Марианна, напротив, долго не могла уснуть. Она повернулась на бок и сделала вид, что спит. Девушка надеялась узнать что-нибудь новое из разговора Жоффруа Де Пеньяка с матросами. Но кроме обычных распоряжений ничего не последовало. А вскоре и он сам, скорее всего, задремал на другом конце барки, потому что разговоры стихли, и стал слышен лишь плеск воды.
Что бы немного успокоится, она попыталась вспомнить события последнего года и попробовать дать самой себе ответы на свои же вопросы, которые пока оставались без вразумительных ответов.
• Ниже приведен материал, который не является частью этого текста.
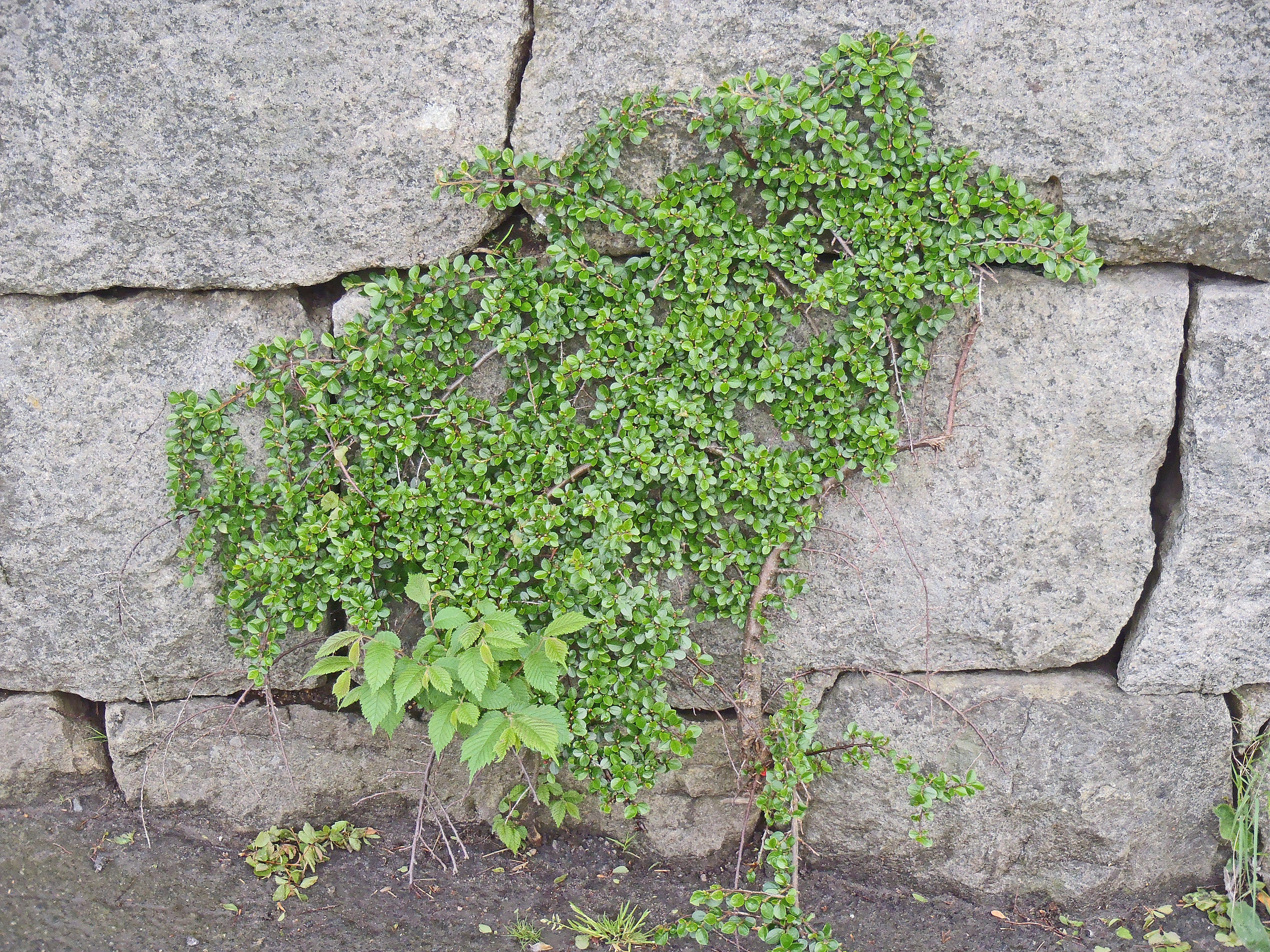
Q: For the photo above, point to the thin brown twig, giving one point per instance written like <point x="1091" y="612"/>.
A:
<point x="573" y="474"/>
<point x="460" y="380"/>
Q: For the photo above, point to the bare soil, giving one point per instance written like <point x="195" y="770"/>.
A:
<point x="63" y="888"/>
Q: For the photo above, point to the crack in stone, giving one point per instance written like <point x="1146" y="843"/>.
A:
<point x="1166" y="494"/>
<point x="521" y="58"/>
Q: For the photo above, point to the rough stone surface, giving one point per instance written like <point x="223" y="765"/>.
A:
<point x="1207" y="624"/>
<point x="84" y="389"/>
<point x="1250" y="706"/>
<point x="1099" y="791"/>
<point x="197" y="761"/>
<point x="46" y="744"/>
<point x="1147" y="122"/>
<point x="196" y="756"/>
<point x="693" y="813"/>
<point x="1032" y="532"/>
<point x="190" y="145"/>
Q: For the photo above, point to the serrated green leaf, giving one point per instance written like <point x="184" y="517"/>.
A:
<point x="389" y="638"/>
<point x="393" y="719"/>
<point x="479" y="750"/>
<point x="567" y="624"/>
<point x="379" y="663"/>
<point x="337" y="641"/>
<point x="497" y="697"/>
<point x="355" y="695"/>
<point x="341" y="687"/>
<point x="1249" y="928"/>
<point x="541" y="673"/>
<point x="441" y="678"/>
<point x="505" y="641"/>
<point x="473" y="671"/>
<point x="376" y="705"/>
<point x="466" y="713"/>
<point x="441" y="729"/>
<point x="450" y="619"/>
<point x="329" y="666"/>
<point x="536" y="733"/>
<point x="417" y="589"/>
<point x="466" y="636"/>
<point x="408" y="684"/>
<point x="556" y="649"/>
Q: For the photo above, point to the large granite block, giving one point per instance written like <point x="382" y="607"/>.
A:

Когда отец в конце февраля приехал к ним в Париж, Марианне начало казаться, что мир обретает новые, свежие краски. Это было приятно, но неожиданно и рано для него – обычно он приезжал в середине апреля – начале мая, чаще всего на Пасху.
Голубое небо, теплые лучи солнца на коже, тающий снег. Ничто не предвещало надвигающейся бури. «До свидания, пансион мадам Буарон!» – весело кричала Марианна, выглядывая из окна кареты. Она еще не знала, что, наверное, детство закончилось, и с отъездом из Парижа жизнь ее изменится теперь уже навсегда.
Чувство безмятежности и счастья, прибывавшие с Марианной в течение первой недели приезда отца, стало постепенно блекнуть. Последовала та самая череда событий, которая привела их на рыбацкую барку, плывущую в Руан. Марианне стало обидно и грустно. Более всего ее тревожила неизвестность. Губы ее вдруг дрогнули, и с ресниц скатилась скупая слеза. Но она быстро взяла себя в руки, и чтобы не расстраиваться, опять предалась воспоминаниям.
Пансион мадам Буарон был заведением для дочерей буржуа и обедневших дворян. Дни в пансионе были похожи один на другой, стоялый воздух пах пудрой и влагой старых, только что вымытых полов.